Immature grackles appear more brownish and dull in color. They do not have the blueish head color that mature grackles have, nor do they appear as glossy or vibrant. Once they reach around one year old, they develop their mature coat, although males may take a bit longer than the females. 

 
 

Grackle Distribution in North America

 

The Common Grackle is the one that is most commonly seen in North America, but there are a few other grackle species that reside here, such as the Boat-tailed grackle that is found in the southern states along the east coast, and the Great-tailed grackles seen mainly in Texas and Mexico. 

 

Grackles are some of the pest bird species that are in fact native to this continent, and therefore there are many regulations and laws in place that protect it. Hiring a bird control professional ensures that you will be in compliance with all of these laws during the bird control process. 

 

Boat Tailed Grackle

Common Grackle

Great-tailed Grackle

 

Why are Grackles a Problem

 

A grackle’s nest has been shown to spread histoplasmosis, a respiratory disease that can be fatal. According to the American Thoracic Association, histoplasmosis is an endemic fungal infection and is the most common of fungal infections in the U.S. It affects approximately 250,000 people in the U.S. each year.

 

People who come into contact with the fungus, known as Histoplasma capsulatum, suffer, as stated, from respiratory difficulty but can be also affected in other ways as well. Breathing in the fungus can also lead to illnesses associated with the adrenal glands, bone marrow, brain, joints and gastrointestinal tract.

 

The fungus is found in bat and bird droppings as well as soil that is moist and rich with decayed or decaying materials. The fungal infection can be acquired in abandoned structures, chicken coops, and in areas surrounded by shrubs and large trees. Also known as the Ohio River Valley Fever, histoplasmosis occurs quite often in one of the grackles’ regional habitats – Ohio and Pennsylvania.

 

Signs of the disease can develop quite insidiously as the symptoms surface after a few days to a couple weeks after inhalation of the fungus. Some people do not develop symptoms but, instead, form small scars on the lungs may form or develop calcium deposits in the lymph nodes of the chest.
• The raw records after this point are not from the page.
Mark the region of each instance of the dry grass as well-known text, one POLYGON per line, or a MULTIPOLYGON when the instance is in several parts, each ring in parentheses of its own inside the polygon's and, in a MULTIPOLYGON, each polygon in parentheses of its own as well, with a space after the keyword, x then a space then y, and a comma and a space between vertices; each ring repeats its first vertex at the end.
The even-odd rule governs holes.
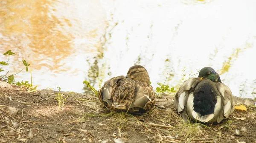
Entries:
POLYGON ((111 111, 101 104, 97 98, 77 93, 67 98, 64 107, 59 107, 54 99, 56 93, 0 90, 0 142, 256 141, 256 108, 253 106, 246 106, 246 111, 236 109, 229 119, 219 124, 205 125, 185 122, 177 114, 171 95, 157 98, 155 107, 146 113, 135 115, 111 111), (10 96, 12 101, 8 98, 10 96), (7 107, 17 110, 11 115, 7 107))

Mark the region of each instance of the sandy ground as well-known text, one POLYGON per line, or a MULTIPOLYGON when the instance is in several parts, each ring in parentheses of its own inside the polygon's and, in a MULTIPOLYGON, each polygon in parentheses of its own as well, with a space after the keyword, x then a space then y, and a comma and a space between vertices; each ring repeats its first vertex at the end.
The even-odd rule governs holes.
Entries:
POLYGON ((236 109, 219 124, 204 125, 184 123, 173 95, 134 115, 111 111, 88 95, 32 92, 0 82, 0 143, 256 143, 252 99, 236 98, 247 111, 236 109))

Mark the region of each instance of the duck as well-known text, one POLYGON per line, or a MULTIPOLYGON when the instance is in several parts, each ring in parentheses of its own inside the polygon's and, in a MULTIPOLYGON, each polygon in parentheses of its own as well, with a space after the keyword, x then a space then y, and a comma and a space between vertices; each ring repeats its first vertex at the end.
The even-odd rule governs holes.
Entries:
POLYGON ((135 65, 127 75, 108 80, 99 90, 98 98, 106 107, 116 111, 141 113, 155 104, 154 92, 146 69, 135 65))
POLYGON ((211 67, 204 67, 198 77, 185 81, 175 96, 175 103, 185 121, 219 123, 235 110, 232 93, 211 67))

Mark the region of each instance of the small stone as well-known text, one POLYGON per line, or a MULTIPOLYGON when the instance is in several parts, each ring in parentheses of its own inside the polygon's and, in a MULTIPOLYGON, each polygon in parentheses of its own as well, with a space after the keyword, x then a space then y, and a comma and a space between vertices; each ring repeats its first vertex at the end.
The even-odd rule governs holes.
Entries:
POLYGON ((12 107, 9 106, 6 108, 6 109, 8 110, 9 112, 10 112, 10 114, 11 115, 14 115, 16 114, 18 110, 15 107, 12 107))
POLYGON ((11 84, 9 84, 9 83, 6 82, 0 81, 0 87, 12 88, 12 85, 11 85, 11 84))
POLYGON ((85 128, 86 128, 86 125, 87 125, 86 123, 83 123, 83 125, 82 125, 82 129, 85 129, 85 128))

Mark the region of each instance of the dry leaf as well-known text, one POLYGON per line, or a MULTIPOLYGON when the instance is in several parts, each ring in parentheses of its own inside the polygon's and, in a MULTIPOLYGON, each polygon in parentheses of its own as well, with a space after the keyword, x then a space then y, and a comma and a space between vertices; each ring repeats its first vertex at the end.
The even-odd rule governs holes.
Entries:
POLYGON ((233 116, 233 117, 234 117, 234 118, 236 119, 240 119, 241 120, 244 120, 246 119, 246 118, 245 117, 242 117, 242 118, 236 118, 235 116, 233 116))
POLYGON ((238 109, 239 110, 247 111, 247 109, 246 109, 246 107, 244 105, 236 106, 235 107, 235 109, 238 109))

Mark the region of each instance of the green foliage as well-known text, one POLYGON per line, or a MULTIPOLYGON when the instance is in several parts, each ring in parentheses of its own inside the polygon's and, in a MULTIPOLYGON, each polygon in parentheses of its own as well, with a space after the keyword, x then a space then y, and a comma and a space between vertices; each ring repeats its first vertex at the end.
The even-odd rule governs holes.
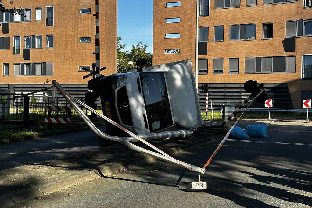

Symptoms, when they do appear, may include chills, a dry cough or a cough that produces phlegm, muscle pain, a sharp pain in the chest, joint pain, swollen joints, and loss of appetite or headache. As a result, many people who suffer from histoplasmosis may believe they have the flu. In some instances, patients may develop painful and reddish areas on the skin, on the backside of the scalp, on the elbow or on shins. Severe cases of the infection may lead to confusion, neck stiffness, light sensitivity or severe vomiting.

 

Needless to say, a grackle is one bird that can be definitively classified as a pest bird. It causes destruction to buildings and plants and can be a public health risk – a risk that can lead to fatalities in some instances.